Support Questions

Find answers, ask questions, and share your expertise
Announcements
Celebrating as our community reaches 100,000 members! Thank you!

Exception in spark: Task not serializable

avatar
New Contributor

Here is my code:

 

 Code.jpg

 

I have similar code in both the blocks i highlighted.

There is 'map' function at line 58 and the corresponding 'aggregate' function at line 64.

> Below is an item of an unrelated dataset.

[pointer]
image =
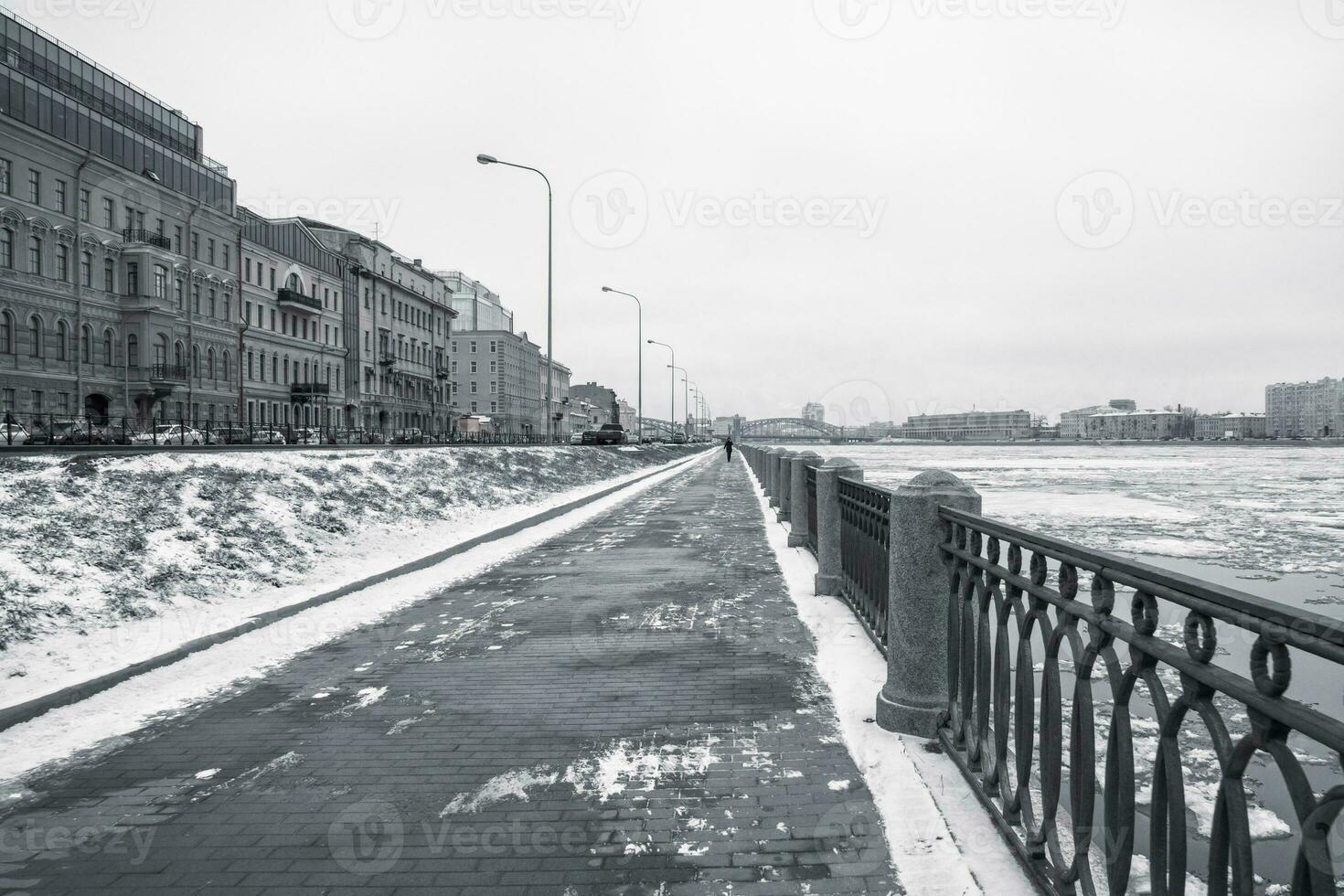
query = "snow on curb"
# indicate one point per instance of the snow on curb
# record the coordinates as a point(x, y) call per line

I dont have any issue with these.

When the 'map function at line 75 is executed, i get the 'Task not serializable' exception as below.

 

Can i get some help here?

 

I get the following exception: 

2018-11-29 04:01:13.098 00000123 FATAL: org.apache.spark.SparkException: Task not serializable
org.apache.spark.util.ClosureCleaner$.ensureSerializable(ClosureCleaner.scala:298)
org.apache.spark.util.ClosureCleaner$.org$apache$spark$util$ClosureCleaner$$clean(ClosureCleaner.scala:288)
org.apache.spark.util.ClosureCleaner$.clean(ClosureCleaner.scala:108)
org.apache.spark.SparkContext.clean(SparkContext.scala:2094)
org.apache.spark.rdd.RDD$$anonfun$map$1.apply(RDD.scala:370)
org.apache.spark.rdd.RDD$$anonfun$map$1.apply(RDD.scala:369)
org.apache.spark.rdd.RDDOperationScope$.withScope(RDDOperationScope.scala:151)
org.apache.spark.rdd.RDDOperationScope$.withScope(RDDOperationScope.scala:112)
org.apache.spark.rdd.RDD.withScope(RDD.scala:362)
org.apache.spark.rdd.RDD.map(RDD.scala:369)
com.ibm.infosphere.dataquality.spark.SparkDataQualityAnalyzer.analyze(SparkDataQualityAnalyzer.scala:75)
com.ibm.infosphere.dataquality.spark.SparkDataQualityAnalyzer.analyze(SparkDataQualityAnalyzer.scala:101)
com.ibm.infosphere.ia.odf.services.DQALivySparkJob.processDataFrame(DQALivySparkJob.java:352)
com.ibm.iis.odf.api.spark.DataframeSparkService.runAnalysis(DataframeSparkService.java:216)
com.ibm.iis.odf.api.spark.ODFClouderaLivyJob.call(ODFClouderaLivyJob.java:50)
com.ibm.iis.odf.api.spark.ODFClouderaLivyJob.call(ODFClouderaLivyJob.java:25)
com.cloudera.livy.rsc.driver.BypassJob.call(BypassJob.java:40)
com.cloudera.livy.rsc.driver.BypassJob.call(BypassJob.java:27)
com.cloudera.livy.rsc.driver.JobWrapper.call(JobWrapper.java:57)

 

 

1 REPLY 1

avatar
New Contributor

I figured out the problem here.

 

Most of the Object i used in my project is complex. Ofcourse all of them implements 'Serializable' interface.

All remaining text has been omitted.